Thursday, March 01, 2018

Tax the rich, ride the rollercoaster

Last year, the Atlantic had an article about the fiscal problems in Connecticut which included this tidbit:
In the last decade, Connecticut’s millionaires have accounted for as much as 30 percent of the state’s income-tax revenue. This is a problem, because the investment income of financiers is volatile. When hedge funds’ earnings falter, as they have in the last few years, Connecticut feels the pain. Indeed, the state’s income-tax revenue ... tracks capital gains ... so closely that Connecticut’s tax coffers are essentially a barometer of the health of financial markets.
The results (which can be seen in the embedded graph) are an extremely volatile revenue stream for the state.  Connecticut has to hope that the "rich get richer" because that's where the tax revenues are.
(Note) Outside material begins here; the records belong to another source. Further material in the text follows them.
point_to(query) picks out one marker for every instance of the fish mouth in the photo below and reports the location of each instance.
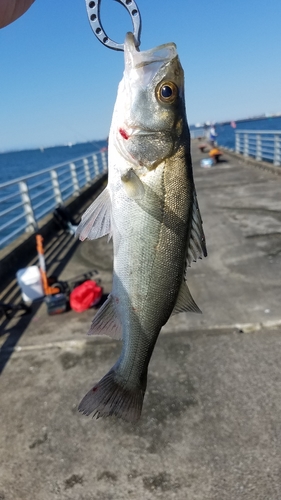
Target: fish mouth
(135, 59)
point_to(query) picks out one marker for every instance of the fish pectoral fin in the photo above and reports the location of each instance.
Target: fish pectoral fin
(96, 221)
(185, 301)
(197, 243)
(106, 321)
(132, 185)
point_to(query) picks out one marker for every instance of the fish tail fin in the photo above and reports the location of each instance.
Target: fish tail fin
(110, 397)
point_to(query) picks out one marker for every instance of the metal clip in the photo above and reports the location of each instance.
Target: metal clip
(93, 10)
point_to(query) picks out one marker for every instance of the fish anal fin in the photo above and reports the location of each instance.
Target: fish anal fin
(110, 397)
(185, 302)
(96, 221)
(132, 185)
(106, 321)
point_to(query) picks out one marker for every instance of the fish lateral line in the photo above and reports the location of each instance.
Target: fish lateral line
(124, 134)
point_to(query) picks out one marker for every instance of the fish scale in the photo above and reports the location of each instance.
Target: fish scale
(150, 209)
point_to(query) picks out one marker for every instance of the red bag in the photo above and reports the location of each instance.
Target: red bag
(84, 296)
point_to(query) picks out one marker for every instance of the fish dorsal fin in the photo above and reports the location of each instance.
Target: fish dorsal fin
(185, 301)
(132, 185)
(197, 243)
(106, 321)
(96, 221)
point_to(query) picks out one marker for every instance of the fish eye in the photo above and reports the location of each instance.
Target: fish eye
(167, 92)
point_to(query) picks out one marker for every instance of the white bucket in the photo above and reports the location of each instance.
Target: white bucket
(29, 280)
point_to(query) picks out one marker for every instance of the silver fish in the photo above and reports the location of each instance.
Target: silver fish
(150, 209)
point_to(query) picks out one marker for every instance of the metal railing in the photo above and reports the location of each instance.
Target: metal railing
(26, 200)
(260, 144)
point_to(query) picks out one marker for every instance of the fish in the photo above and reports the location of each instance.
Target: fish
(150, 209)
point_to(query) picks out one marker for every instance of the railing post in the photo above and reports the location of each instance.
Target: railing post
(56, 187)
(258, 147)
(96, 165)
(246, 145)
(87, 170)
(104, 161)
(74, 179)
(31, 223)
(237, 142)
(277, 149)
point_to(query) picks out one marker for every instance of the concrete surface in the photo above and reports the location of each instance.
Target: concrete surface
(211, 422)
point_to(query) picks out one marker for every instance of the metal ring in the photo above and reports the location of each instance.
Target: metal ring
(93, 10)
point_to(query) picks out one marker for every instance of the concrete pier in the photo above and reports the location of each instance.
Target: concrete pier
(211, 422)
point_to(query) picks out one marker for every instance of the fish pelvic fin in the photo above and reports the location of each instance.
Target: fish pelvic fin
(110, 397)
(96, 221)
(106, 321)
(185, 302)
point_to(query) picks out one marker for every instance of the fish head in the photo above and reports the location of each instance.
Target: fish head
(149, 118)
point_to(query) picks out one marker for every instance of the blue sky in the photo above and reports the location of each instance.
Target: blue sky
(58, 83)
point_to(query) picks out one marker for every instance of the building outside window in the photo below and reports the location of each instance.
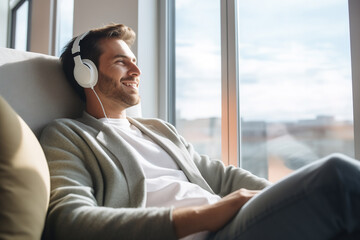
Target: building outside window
(295, 86)
(198, 74)
(293, 77)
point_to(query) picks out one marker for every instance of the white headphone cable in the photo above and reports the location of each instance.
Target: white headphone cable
(102, 107)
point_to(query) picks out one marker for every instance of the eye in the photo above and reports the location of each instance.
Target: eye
(119, 61)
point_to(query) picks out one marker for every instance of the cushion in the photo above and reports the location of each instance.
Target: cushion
(24, 179)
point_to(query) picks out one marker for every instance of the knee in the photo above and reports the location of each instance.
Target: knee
(339, 166)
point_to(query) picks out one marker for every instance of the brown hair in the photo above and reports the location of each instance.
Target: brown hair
(91, 49)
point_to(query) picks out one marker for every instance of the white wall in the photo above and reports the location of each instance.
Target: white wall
(141, 16)
(41, 24)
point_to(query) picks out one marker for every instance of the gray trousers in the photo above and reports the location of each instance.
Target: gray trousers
(318, 201)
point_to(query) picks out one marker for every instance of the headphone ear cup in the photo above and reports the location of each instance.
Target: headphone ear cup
(85, 73)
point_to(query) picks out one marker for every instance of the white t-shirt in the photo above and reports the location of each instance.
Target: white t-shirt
(166, 183)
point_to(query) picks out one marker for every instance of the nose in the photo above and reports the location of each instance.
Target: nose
(134, 70)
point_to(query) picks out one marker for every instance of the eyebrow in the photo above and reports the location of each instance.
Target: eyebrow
(124, 56)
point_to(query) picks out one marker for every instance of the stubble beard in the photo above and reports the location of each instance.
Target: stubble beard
(110, 88)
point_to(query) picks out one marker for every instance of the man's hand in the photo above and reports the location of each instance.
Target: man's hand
(212, 217)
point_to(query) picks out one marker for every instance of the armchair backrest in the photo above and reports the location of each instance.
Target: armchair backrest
(35, 87)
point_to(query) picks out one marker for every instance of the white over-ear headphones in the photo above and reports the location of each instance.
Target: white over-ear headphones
(85, 71)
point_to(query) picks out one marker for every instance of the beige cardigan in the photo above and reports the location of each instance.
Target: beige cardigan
(98, 189)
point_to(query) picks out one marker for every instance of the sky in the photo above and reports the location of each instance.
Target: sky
(294, 59)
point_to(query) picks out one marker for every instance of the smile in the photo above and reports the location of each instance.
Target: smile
(131, 84)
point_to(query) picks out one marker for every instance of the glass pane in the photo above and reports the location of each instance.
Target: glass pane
(65, 24)
(294, 83)
(198, 74)
(21, 27)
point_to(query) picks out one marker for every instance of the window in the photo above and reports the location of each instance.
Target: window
(295, 87)
(198, 74)
(65, 12)
(20, 23)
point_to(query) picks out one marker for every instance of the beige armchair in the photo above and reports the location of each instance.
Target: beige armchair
(33, 91)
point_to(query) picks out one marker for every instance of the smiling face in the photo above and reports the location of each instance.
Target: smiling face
(119, 76)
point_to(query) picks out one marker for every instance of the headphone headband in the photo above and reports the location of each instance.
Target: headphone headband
(85, 71)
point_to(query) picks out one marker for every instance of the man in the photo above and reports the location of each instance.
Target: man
(114, 177)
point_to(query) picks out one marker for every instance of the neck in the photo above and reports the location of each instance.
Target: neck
(100, 107)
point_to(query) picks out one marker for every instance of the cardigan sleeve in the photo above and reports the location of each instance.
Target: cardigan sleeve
(74, 211)
(222, 179)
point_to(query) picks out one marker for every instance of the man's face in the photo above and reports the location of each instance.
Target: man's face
(118, 73)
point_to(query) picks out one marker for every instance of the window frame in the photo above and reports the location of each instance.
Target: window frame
(231, 140)
(14, 6)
So if 30% of your state revenue is paid by millionaires, what do you get when your state has half of all taxes paid for by the top 1%?  You get the worst "quality of life" in the United States:
If the stock market shifts from gains to losses, Standard & Poor’s said, the budget could be negatively impacted in a major way because about half of the state’s revenue comes from the wealthiest 1% in California.
They're really hoping that the next Avengers movie can pay the bills in Sacramento.

1 comment:

Anonymous said...

Another measurement:

All those taker states aren't helping the maker states' bottom line.